Putin as a Russian James Bond? Jude Law’s Vladimir film seems to have swallowed Kremlin myths

Last year, speaking at the Venice film festival premiere of The Wizard of the Kremlin, based on a book about the rise of Vladimir Putin, actor Jude Law said he “didn’t fear any repercussions” over his portrayal of the Russian president. Law may be right, but not for the reason he thinks he is. The film aligns so closely with the mythologised version promoted by the Russian media that, domestically, it reads as a compliment rather than an affront.

The Kremlin and Russia’s pop-culture machine have long collaborated to craft a made-to-measure version of Putin that is far removed from the man himself: a political superhero without age or mistakes, a perfectly calculated strategist, a former spy reframed as a Russian James Bond who always knows more than he reveals.

One recent example is the TV series Chronicles of the Russian Revolution, released in October and directed by Andrei Konchalovsky, a Silver Lion winner and longstanding Kremlin supporter. Its main character is a fictional blue-eyed lieutenant colonel in the secret services, inexplicably chosen by the emperor’s inner circle and presented as the man who “saves” Russia from chaos, a role played by Yura Borisov, an Oscar nominee this year. Although the character is named Mikhail rather than Vladimir, the implication is clear: in this narrative, the saviour of Russia must be the familiar security officer.

In Russia, the manufactured Putin has long eclipsed the real one. And yet western portrayals often end up reinforcing the same narrative rather than undercutting it. French director Olivier Assayas’s The Wizard of the Kremlin, based on Giuliano da Empoli’s bestselling satirical novel and adapted for screen by Emmanuel Carrère, in some ways sets out to subvert the Putin cult. In the film, which is released in French and Spanish cinemas this month, the Russian president is framed not as a cause but as a symptom, and the narrative shifts its centre of gravity towards spindoctor Vadim Baranov and the political machinery around him.

The film does not present itself as a documentary or biopic. “What makes this film unique, and ultimately what fascinated me, was precisely that it showed the consequences of political evil, but also tried to portray its nature. How it works, its inner workings,” Assayas told Variety last year. Some characters appear under their real names, including Putin himself and the oligarchs Boris Berezovsky and Vladimir Gusinsky. Others are fictional but clearly modelled on real figures. Baranov (Paul Dano) appears to be based on the political operative Vladislav Surkov. Dmitri Sidorov seems to represent Mikhail Khodorkovsky, the businessman who spent 10 years in prison after clashing with Putin.

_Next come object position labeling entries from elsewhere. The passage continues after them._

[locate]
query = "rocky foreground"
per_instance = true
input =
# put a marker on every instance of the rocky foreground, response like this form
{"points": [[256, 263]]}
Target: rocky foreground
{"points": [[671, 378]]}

The portrayal of Putin, however, resembles a Kremlin manual entitled A Short Guide to Romanticising the Leader. Putin is presented as having been chosen by Berezovsky and Baranov to stabilise the country, because he is “young, athletic and a spy”. Berezovsky and Baranov visit him in his office and all but beg him to become president. He replies that he would prefer to rule Russia from the shadows, since governments come and go and he seeks permanent power. This is the Kremlin’s export myth: the cool, reluctant strategist shaped by destiny. In reality, none of this ever happened.

In fact, no one ever begged Putin to take the job. In cinematic terms, the presidency was effectively a casting call, and there was no shortage of candidates. At the centre of this process stood Berezovsky, one of the most influential oligarchs of the late Boris Yeltsin era, who expected to run the country de facto once a successor was installed. The shortlist he considered included Boris Nemtsov (murdered near the Kremlin in 2015), Sergei Kiriyenko (now first deputy chief of staff), former security service director Sergei Stepashin and several others.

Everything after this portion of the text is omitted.